How do you properly handle SQL_VARIANT in Entity Framework Core?

.net-core c# entity-framework-core sql-variant

Question

It looks like support has recently been added to Entity Framework Core in .NET Core 2.1 (preview) to allow the mapping of SQL_VARIANT columns (https://github.com/aspnet/EntityFrameworkCore/issues/7043).

It looks like the way to go about doing this is using the new HasConversion() method (https://docs.microsoft.com/en-us/ef/core/modeling/value-conversions).

So, in order to map my SQL_VARIANT column and treat the underlying datatype as being a VARCHAR of any length (I only care about reading it at this point), I can do the following (where the Value property here is of type object in the model):

entity.Property(e => e.Value).HasConversion(v => v.ToString(),
                                                            v => v.ToString());

This works, if the SQL_VARIANT's underlying datatype is a VARCHAR of any length.
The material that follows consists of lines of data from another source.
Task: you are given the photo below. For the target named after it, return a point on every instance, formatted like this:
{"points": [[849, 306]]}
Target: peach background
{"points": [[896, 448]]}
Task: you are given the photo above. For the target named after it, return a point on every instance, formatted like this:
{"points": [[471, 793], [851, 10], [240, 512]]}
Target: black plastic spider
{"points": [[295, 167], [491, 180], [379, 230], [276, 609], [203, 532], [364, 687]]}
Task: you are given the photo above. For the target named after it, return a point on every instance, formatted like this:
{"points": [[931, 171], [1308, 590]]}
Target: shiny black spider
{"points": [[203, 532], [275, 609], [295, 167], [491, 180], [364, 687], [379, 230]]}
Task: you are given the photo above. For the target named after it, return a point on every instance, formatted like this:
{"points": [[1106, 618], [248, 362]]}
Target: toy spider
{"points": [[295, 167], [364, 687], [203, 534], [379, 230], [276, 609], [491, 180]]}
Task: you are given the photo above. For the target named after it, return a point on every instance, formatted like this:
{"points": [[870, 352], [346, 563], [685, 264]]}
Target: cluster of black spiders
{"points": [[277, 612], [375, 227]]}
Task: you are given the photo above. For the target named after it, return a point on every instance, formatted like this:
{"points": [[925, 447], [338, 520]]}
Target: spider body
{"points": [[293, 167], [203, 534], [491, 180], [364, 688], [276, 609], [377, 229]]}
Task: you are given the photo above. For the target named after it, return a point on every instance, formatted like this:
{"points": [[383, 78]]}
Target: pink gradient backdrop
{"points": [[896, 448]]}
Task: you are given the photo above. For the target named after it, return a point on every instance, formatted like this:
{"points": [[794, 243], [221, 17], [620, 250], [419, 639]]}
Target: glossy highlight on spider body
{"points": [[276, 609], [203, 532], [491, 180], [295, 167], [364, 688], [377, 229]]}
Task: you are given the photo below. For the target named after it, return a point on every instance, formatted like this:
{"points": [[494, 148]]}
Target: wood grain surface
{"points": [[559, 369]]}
However, being a SQL_VARIANT, the column could contain data of other types, such as DATETIME values.

For simplicity I've only specified DateTime and string here, but in theory I'd probably want to support the datatypes necessary to map whatever could be stored in a SQL_VARIANT column, if possible.

How would I go about determining which one of those two types (string and DateTime) I'd want to map to at runtime? Is there a way to do this?

1
9
4/7/2018 8:56:23 AM

Accepted Answer

As I understand, the way to go at the moment is just:

// where e.Value is property of type "object"
entity.Property(e => e.Value).HasColumnType("sql_variant");

And that's all, no need for any custom converters. As pull message adding this feature states:

The type mapper will now map properties to sql_variant columns if:

  • The property is type object
  • The store type name is specified as sql_variant

You current code satisfies first condition (property is of type object), but does not satisfy second one. Why exactly it cannot infer store type name from property being of type object - I'm not really sure, maybe just because Entity Framework is not sql-server specific and supports many other databases, in which object property can have different semantics or not supported at all, so it requires to state your intentions explicitly.